The reason is simple: in each of these specialized areas, large language models have already surpassed ordinary human performance, or at least produce output that passes a practical Turing test well enough that it becomes hard to tell whether the author was a trained expert or a model.

You cannot easily hire one engineer who is comfortable across every programming language. You cannot hire an office worker who can generate a decent report in minutes on demand. You cannot hire an artist who effortlessly switches among many visual styles. You cannot hire a personal assistant who knows you in extreme detail. You cannot hire a swarm of little servants to orbit you all day. You certainly cannot hire a real-time interpreter who effortlessly understands every language you might throw at them.

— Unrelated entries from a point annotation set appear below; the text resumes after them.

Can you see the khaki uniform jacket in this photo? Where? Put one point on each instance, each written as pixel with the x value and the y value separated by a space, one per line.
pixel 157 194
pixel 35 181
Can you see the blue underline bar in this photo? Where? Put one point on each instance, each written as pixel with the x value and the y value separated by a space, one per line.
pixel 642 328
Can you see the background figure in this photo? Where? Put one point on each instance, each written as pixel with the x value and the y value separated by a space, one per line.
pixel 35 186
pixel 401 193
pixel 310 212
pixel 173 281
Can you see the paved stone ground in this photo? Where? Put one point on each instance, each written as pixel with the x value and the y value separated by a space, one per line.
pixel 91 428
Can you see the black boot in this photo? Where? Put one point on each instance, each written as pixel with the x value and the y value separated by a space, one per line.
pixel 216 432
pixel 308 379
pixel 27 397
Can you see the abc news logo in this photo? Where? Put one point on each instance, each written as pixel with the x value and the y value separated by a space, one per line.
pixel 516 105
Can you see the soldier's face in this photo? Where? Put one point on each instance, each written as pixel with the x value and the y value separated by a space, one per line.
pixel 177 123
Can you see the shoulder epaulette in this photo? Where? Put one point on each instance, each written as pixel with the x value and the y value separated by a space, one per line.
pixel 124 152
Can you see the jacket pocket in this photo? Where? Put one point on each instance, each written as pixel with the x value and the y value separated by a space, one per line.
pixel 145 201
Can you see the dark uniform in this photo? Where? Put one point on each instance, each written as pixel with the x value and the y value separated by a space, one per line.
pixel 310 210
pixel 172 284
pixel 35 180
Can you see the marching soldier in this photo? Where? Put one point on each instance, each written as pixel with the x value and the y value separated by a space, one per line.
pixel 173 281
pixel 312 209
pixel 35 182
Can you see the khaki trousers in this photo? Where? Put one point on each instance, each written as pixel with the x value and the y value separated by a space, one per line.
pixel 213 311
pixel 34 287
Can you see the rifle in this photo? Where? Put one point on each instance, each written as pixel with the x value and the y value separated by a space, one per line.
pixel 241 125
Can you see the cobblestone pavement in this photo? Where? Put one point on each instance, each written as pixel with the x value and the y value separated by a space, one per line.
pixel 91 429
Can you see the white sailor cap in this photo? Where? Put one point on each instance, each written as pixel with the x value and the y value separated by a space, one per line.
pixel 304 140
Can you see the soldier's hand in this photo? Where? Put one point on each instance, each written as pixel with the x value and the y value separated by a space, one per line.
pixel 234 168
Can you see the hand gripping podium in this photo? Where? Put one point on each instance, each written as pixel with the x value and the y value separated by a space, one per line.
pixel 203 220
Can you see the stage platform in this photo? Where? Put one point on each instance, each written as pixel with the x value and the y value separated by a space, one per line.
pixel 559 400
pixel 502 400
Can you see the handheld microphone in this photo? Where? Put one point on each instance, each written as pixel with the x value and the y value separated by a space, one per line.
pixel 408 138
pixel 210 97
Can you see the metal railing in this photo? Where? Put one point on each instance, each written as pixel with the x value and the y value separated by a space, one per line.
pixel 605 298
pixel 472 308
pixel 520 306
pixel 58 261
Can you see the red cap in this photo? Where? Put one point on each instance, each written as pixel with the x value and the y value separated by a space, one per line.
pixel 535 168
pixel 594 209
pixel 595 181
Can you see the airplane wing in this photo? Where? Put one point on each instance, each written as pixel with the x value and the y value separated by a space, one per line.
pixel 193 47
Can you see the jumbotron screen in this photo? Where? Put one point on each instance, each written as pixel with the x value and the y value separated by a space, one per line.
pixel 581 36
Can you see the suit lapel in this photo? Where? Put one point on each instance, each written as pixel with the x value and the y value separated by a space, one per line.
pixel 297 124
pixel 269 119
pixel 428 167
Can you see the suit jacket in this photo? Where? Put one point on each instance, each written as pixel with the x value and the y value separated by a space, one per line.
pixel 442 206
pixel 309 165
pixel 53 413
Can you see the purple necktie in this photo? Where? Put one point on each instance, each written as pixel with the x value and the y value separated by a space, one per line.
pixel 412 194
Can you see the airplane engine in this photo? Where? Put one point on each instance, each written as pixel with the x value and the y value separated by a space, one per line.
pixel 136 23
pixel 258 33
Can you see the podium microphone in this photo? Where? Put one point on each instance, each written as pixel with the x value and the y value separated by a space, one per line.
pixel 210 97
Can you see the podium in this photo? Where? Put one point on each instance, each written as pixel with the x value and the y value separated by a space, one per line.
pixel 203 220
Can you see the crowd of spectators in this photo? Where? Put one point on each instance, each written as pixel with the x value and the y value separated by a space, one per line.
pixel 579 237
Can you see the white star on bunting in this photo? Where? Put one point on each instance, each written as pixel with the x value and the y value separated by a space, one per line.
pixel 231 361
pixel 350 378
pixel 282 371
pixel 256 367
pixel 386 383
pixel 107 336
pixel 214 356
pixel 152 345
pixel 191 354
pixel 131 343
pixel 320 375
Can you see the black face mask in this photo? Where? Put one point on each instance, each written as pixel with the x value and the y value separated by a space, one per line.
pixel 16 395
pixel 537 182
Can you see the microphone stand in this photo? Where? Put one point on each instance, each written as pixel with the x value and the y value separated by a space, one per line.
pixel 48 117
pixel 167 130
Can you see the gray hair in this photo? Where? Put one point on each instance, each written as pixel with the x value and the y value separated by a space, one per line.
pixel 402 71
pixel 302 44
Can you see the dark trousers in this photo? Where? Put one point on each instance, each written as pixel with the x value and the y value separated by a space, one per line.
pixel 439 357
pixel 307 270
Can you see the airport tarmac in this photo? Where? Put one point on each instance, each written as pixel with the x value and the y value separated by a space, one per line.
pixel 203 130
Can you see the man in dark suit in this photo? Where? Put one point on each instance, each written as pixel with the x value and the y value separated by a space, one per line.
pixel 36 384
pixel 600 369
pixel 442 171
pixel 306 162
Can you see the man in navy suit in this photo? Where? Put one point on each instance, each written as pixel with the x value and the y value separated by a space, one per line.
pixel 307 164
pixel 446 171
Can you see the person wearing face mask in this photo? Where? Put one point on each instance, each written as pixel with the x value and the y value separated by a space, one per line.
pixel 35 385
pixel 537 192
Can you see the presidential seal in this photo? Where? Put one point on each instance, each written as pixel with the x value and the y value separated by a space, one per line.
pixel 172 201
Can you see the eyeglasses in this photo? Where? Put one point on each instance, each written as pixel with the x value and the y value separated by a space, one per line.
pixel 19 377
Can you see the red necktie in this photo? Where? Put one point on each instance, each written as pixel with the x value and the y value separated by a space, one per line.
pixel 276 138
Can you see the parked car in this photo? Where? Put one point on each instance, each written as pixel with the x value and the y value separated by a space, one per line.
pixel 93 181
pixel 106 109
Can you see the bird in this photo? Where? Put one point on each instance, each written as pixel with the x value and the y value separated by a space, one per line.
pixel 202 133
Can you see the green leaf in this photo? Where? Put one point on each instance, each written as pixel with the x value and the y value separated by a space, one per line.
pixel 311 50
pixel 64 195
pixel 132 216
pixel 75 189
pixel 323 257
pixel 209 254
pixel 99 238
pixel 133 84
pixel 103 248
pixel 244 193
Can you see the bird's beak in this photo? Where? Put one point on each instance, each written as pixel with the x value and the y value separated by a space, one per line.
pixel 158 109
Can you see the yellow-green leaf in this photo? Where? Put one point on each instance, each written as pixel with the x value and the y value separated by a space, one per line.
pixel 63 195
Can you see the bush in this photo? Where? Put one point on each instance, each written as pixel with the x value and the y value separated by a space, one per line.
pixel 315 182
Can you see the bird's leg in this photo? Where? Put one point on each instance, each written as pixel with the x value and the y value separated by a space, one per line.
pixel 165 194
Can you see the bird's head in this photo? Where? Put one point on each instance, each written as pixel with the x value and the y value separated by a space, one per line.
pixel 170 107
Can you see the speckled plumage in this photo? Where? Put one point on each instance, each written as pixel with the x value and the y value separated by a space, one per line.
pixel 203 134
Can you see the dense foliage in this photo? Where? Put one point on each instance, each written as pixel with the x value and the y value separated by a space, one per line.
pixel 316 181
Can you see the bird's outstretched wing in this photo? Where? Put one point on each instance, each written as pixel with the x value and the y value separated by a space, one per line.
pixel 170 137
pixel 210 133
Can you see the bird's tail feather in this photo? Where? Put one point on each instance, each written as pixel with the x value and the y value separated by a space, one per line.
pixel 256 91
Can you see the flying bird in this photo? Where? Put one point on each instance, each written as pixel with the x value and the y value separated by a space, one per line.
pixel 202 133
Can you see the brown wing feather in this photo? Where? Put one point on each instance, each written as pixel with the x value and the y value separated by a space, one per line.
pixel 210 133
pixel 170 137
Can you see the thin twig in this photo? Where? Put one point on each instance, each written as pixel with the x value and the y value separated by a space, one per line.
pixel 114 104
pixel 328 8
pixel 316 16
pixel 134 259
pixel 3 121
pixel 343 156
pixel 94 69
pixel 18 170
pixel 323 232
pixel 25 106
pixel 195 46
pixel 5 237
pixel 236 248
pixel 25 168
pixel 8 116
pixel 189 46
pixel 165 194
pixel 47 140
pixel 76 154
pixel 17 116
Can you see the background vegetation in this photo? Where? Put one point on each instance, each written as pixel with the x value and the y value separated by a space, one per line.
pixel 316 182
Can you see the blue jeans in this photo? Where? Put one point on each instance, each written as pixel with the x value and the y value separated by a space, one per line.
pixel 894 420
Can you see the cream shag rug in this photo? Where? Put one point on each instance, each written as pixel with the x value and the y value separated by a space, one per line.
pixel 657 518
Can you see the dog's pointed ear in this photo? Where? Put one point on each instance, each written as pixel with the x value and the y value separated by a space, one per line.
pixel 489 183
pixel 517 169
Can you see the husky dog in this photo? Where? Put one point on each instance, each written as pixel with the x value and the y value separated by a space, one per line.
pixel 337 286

These are visible replacement zones, but also visible demand-creation zones.

Human roles do not disappear just because models get better. Plastic surpassed paper and glass on many practical dimensions, yet people still associate it with cheapness. That same sense of cheapness still clings to content generated by large language models. However good a prepared meal becomes, there will always be people who insist that a chef’s flame and private recipe are in another league.

But technological equalization has never cared much about those aesthetic snobberies. First you let most people access what was previously fenced off by professional barriers or price barriers. Only afterward do people debate purity.

It is also worth admitting that some occupational prestige in modern society was inflated to begin with. Take programmers and civil servants: for the past decade or two, the premium attached to those roles has been unusually obvious. In a world where nearly everyone can code a little and draft a competent report, some of that premium should naturally fade.

That does not stop people from offering advice as if the world were static and old formulas still held. Better to look at the underlying problems and use cases a profession exists to solve. If the problem remains and the scenario remains, the profession remains. If the problem can now be solved cheaply, or the scenario that created the problem disappears, the profession will fade on its own.

What people need to learn now

Even in a specialized form, the underlying knowledge base of these models is at least at roughly a GPT-4 level, which already puts them beyond the average undergraduate and probably beyond many graduate students in broad knowledge recall.

That creates an awkward situation for universities. If higher education continues to emphasize knowledge delivery in the old way, it risks graduating students whose stock of explicit knowledge is weaker than the models they use, while also failing to train them in identifying and handling real-world problems.

Paradoxically, as large language models move toward specialization and collaboration, human training may need to move in the opposite direction—toward more integrated individuals. Not all-powerful individuals, but people who can effectively draw from the whole human knowledge commons, with large language models included as one part of that commons.

The more tightly work is tied to concrete situations and specific problems, the more room remains for human initiative. At least for now. Whether that remains true for the next 10,000 days is another question entirely.

History is getting shorter

Under current technological conditions, history itself feels compressed. What counted as advanced technology a few weeks ago may already be obsolete today. Yet society has not built schools capable of teaching history on that timescale. Sometimes we do not even finish reviewing one phase before the next phase has ended.

There is no need for panic, though. Human problems still need human beings involved in solving them. It may be wiser to give up some unnecessary desire for control. Artificial intelligence is, in the main, a good thing. People say they fear it will take jobs, but more often what they really fear is that it will take wages. If technological equalization driven by AI lowers the cost of living, it may also give people more free time.

Whether modern people, shaped by modern systems of discipline, would know how to enjoy that extra life is another question—one even a large language model might hesitate to answer.